Cases in point: Netherlands, Norway, Belgium etc. They also tend to be former colonial powers, or worse.
The countries doing badly by their most unfortunate citizens, tend to be former colonies.
Our % tax take isn't low. It's just from a low revenue economy.
Our challenge is: -
How do we get our per citizen revenue up and capture enough tax at current rates to invest in the services we need?
How do we do this when popular opinion is often anti-business, anti-development, anti-resource-utilisation and anti-investment?
I would argue our tax rate is rather low
https://en.wikipedia.org/wiki/List_of_countries_by_tax_rates
of the countries you mentioned top rates are (I don't know what the pay brackets are)

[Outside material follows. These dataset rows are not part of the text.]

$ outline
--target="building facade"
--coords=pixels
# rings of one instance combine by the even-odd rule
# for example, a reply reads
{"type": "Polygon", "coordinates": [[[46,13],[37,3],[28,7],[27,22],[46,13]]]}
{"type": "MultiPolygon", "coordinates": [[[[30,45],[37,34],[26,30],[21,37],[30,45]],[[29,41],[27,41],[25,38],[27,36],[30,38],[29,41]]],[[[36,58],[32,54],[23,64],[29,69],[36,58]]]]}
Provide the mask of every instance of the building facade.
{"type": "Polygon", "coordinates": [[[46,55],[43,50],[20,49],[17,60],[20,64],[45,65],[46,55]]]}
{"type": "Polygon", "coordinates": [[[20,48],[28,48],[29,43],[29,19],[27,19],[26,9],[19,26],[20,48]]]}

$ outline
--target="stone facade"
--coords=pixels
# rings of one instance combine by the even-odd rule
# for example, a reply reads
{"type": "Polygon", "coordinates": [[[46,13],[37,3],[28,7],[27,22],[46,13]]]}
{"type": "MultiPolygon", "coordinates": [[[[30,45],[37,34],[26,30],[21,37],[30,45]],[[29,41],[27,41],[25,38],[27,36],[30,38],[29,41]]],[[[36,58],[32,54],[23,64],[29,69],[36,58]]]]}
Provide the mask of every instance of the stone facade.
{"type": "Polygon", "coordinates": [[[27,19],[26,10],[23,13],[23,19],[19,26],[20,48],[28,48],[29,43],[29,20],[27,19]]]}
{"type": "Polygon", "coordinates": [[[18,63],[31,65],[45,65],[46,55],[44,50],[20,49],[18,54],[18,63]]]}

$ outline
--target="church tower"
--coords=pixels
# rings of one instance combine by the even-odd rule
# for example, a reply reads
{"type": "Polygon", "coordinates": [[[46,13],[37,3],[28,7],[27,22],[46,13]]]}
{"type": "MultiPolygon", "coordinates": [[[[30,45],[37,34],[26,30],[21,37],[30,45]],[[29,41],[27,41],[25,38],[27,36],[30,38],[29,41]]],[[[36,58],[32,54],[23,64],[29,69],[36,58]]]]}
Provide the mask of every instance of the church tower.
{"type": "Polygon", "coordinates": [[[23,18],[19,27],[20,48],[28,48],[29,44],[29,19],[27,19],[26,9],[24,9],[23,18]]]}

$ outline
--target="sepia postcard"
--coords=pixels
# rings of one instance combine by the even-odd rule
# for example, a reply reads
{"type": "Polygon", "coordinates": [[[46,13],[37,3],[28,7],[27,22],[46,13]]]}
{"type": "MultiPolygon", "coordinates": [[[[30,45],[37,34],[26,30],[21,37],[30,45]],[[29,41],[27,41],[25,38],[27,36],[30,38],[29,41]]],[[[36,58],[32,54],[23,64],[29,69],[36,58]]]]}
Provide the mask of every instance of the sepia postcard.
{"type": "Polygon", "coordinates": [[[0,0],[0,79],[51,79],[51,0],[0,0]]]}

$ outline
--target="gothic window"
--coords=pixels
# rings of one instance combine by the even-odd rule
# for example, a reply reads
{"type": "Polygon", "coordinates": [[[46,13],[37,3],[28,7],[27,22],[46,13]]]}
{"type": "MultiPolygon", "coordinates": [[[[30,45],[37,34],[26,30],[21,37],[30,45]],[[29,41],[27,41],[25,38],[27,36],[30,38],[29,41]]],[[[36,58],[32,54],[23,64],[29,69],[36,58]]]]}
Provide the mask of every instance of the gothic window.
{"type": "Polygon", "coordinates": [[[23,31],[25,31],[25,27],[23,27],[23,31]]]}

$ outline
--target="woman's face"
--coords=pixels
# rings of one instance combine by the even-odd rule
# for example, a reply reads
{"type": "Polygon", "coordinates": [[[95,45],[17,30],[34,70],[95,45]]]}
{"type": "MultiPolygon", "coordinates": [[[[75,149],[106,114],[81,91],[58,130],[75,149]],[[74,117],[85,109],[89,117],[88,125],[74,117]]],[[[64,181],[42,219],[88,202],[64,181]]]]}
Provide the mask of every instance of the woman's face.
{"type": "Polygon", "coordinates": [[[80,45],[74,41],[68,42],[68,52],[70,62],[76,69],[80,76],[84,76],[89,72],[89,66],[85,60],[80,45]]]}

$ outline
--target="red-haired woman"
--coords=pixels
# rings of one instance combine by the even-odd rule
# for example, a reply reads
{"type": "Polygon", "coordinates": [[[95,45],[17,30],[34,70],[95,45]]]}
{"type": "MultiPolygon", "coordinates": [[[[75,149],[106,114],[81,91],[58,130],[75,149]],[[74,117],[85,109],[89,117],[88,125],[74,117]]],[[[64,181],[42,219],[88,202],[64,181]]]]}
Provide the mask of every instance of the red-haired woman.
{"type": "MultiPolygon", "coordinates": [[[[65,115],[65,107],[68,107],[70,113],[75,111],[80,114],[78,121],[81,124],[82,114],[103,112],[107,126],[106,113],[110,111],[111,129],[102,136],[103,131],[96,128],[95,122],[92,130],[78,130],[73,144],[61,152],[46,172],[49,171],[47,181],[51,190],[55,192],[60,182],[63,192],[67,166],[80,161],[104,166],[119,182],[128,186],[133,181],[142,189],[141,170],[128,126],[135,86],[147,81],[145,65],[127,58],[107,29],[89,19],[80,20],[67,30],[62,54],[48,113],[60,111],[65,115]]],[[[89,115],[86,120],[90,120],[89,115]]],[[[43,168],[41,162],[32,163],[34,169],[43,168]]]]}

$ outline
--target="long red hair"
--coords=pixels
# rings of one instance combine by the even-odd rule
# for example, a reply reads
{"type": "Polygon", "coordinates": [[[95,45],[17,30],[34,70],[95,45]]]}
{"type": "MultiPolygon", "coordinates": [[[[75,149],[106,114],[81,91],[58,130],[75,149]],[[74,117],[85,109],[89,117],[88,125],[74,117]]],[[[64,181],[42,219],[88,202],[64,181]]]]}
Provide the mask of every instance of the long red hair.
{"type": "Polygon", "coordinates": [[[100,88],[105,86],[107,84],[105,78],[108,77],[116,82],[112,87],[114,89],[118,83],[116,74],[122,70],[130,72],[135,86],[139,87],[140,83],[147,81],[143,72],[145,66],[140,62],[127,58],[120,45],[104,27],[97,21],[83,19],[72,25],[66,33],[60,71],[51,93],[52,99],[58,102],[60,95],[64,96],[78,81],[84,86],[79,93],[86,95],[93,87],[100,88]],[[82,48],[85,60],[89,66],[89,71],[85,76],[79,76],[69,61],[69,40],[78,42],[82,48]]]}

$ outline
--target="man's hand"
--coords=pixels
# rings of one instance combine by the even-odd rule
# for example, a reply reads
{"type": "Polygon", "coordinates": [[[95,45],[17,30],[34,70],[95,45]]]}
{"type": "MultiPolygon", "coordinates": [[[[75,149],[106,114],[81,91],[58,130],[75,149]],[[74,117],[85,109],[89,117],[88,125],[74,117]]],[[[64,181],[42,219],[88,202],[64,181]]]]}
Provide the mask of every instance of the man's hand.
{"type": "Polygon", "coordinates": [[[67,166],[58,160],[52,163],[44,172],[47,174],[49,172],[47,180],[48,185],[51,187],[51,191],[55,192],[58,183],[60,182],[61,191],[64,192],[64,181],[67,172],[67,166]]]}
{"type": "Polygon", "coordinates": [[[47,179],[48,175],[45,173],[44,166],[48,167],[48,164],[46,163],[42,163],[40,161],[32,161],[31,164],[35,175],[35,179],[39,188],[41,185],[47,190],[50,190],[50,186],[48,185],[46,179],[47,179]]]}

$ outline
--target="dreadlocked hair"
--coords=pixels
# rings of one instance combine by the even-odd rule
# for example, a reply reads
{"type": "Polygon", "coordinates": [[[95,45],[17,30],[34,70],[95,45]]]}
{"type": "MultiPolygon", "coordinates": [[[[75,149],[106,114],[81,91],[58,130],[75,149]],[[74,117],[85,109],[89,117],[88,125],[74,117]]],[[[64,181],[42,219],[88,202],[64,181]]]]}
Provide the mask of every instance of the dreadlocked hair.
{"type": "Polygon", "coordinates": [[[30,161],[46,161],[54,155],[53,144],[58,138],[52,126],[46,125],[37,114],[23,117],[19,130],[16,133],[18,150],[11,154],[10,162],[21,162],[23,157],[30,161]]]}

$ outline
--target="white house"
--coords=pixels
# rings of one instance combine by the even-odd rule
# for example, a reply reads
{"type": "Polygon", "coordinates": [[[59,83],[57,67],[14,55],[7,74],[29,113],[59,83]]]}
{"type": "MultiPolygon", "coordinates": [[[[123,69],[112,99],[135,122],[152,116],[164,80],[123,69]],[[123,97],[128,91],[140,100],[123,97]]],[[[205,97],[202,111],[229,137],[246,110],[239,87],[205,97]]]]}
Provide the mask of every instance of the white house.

Netherlands, 52% with up to 20% gst
Norway, 49.6 with up to 25%gst
Belgium 64% with up to 21%gst
compare this with our 33% and 15% gst
Unlike NZ most of these have a tax free first bracket, and in the Netherlands the interest you pay on a mortgage is tax deductible. The Netherlands has different gst for different products. Just comparing the highest bracket doesn't tell you the whole story.
So maybe instead of the tax cuts/bracket change we got a tax free for the first 10000 might have been better. And heres an idea why not make that first 10000 invisible? Meaning it doesn't impact on benefits. Kind of like universal income lite.